Con tan sólo 20 años publicó su primer libro, aunque fue una antología de poemas y entendió que no era su camino. Con el tiempo, creó el Suplemento ‘Radar’ en Página 12 y publicó Nadar de noche (1991), Frivolidad (1995), Puras mentiras (2001), María Domeq (2007), además de la recopilación de los ensayos en La tierra elegida (2005), Ningún hombre es una isla (2010) y El hombre que fue viernes (2011). Sus últimos textos fueron esas contraportadas de los viernes para Página 12 -contratapas en argentino- reunidas ya en cuatro libros.

En España se pudo leer Frivolidad, en Punto de Lectura; Yo recordaré por ustedes (2018), una recopilación de sus mejores crónicas en Tusquets; Corazones y Puras mentiras en Alfaguara, y Buenos Aires (1992), una antología de narrativa argentina en Anagrama. Todos tan recomendables como difíciles de encontrar ahora.

La arriesgada pirueta de ingenio, los juegos de espejos verbales y las asociaciones insólitas de palabras constituyen el sostén principal de la escritura de Forn, con ese poder que aporta el estilo kafkiano y ese esmalte poético de Brodsky. Su condensación, sonoridad y ritmo lo hacen un narrador elegido, predestinado, con un sonido de la prosa único.

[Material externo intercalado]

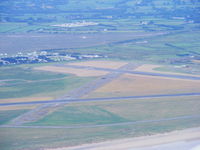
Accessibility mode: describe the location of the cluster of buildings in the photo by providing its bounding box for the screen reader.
[52,21,99,28]
[0,51,105,66]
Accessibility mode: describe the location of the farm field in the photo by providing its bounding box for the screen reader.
[0,0,200,150]
[0,96,200,150]
[35,66,108,77]
[0,66,94,99]
[87,74,200,98]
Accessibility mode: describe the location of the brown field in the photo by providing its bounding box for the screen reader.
[0,97,53,110]
[85,74,200,97]
[193,59,200,63]
[35,66,108,77]
[0,104,39,111]
[135,61,200,77]
[69,60,127,69]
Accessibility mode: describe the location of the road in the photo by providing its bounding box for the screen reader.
[55,64,200,80]
[0,115,200,129]
[9,63,138,125]
[0,93,200,107]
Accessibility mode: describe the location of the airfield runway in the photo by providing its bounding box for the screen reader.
[0,93,200,107]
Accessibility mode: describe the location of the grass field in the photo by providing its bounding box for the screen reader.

Forn tuvo la teoría, heredada de su admirado Ricardo Piglia, de que todo cuento no cuenta una sino dos historias a la vez: la que se lee y la que buscas en tu propia vida después de leerlo. Sus últimos días, durmió enfrente de la pared donde tenía colgada su biblioteca. Su hija había ocupado su cama y el autor, antes de coger sueño, miraba los lomos ajados de sus libros como si agradeciese todo lo que le habían dado.

Hay escritores que nos enseñan a leer. Como pasó con Cortázar, Borges o Sabato, después de leer Forn, todos leemos mejor.